For House Republicans, as the minority party, it was easy to take a pass on voting for the legislation. Pelosi also made a point of showing she had enough Democratic votes to push it through without their help. But it’s a different dynamic in the Senate, where Republicans hold the majority and are expected to deliver a strong vote for a Trump-backed agreement.
The agreement is a victory for pragmatists eager to avert chaos caused by a potential government shutdown, a possible debt crisis, or a freeze to agency budgets — including the massive Pentagon budget — at current levels. That would mean a continuing resolution, or CR, which could interfere with new weapons procurement and foster waste.
“The alternative’s worse. It’s either have a CR or another government shutdown and I think you have to believe this is the best you can do in divided government,” said Sen. Rob Portman, R-Ohio. “You can’t pull back. If you go to a CR for defense we’d be losing a lot of what we’ve gained on the defense buildup. So, you know, I don’t love it but on balance it’s better than the alternative.”
Minority Whip Dick Durbin, D-Ill., said he expected a strong showing by the Senate’s Democrats in favor of the bill. And GOP leadership stalwarts like Sens. Roy Blunt, R-Mo., Roger Wicker, R-Miss., and John Cornyn, R-Texas, swiftly swung behind the measure, calling it about the best result possible in a legislating matrix that demands Pelosi’s blessing for bills to become law.
“So what price did we have to pay to get this? We had to give Nancy Pelosi a 4% increase this year in domestic spending and zero increase next year for an average annual increase that’s less than the growth in (gross domestic product),” Wicker said, adding that many House Republicans took the “vote no, hope yes” approach to the legislation.
“I want to know what better deal anybody could have crafted that got Nancy Pelosi’s sign-off in the House and Mitch McConnell’s sign-off in the Senate, along with McCarthy and Schumer,” Wicker said.

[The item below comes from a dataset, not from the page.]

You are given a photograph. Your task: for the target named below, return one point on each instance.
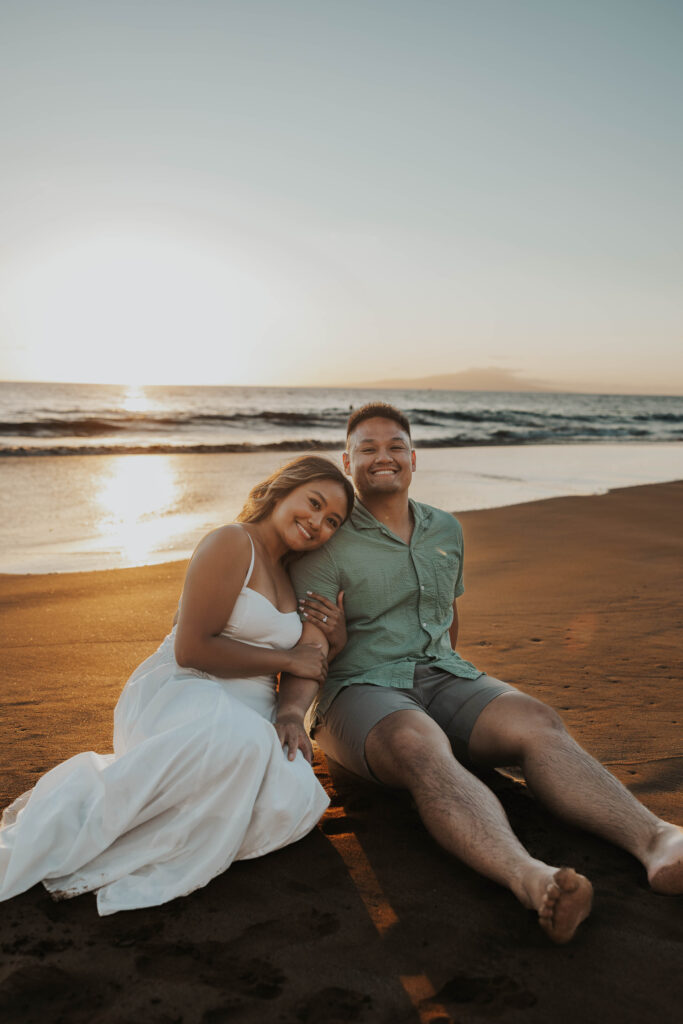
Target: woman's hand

The agreement between the administration and Pelosi lifts the limit on the government’s $22 trillion debt for two years and averts the risk of the Pentagon and domestic agencies from being hit with $125 billion in automatic spending cuts that are the last gasp of the 2011 Budget Control Act, a complex experiment aimed at forcing lawmakers into tough fiscal decisions that they couldn’t arrive at on their own.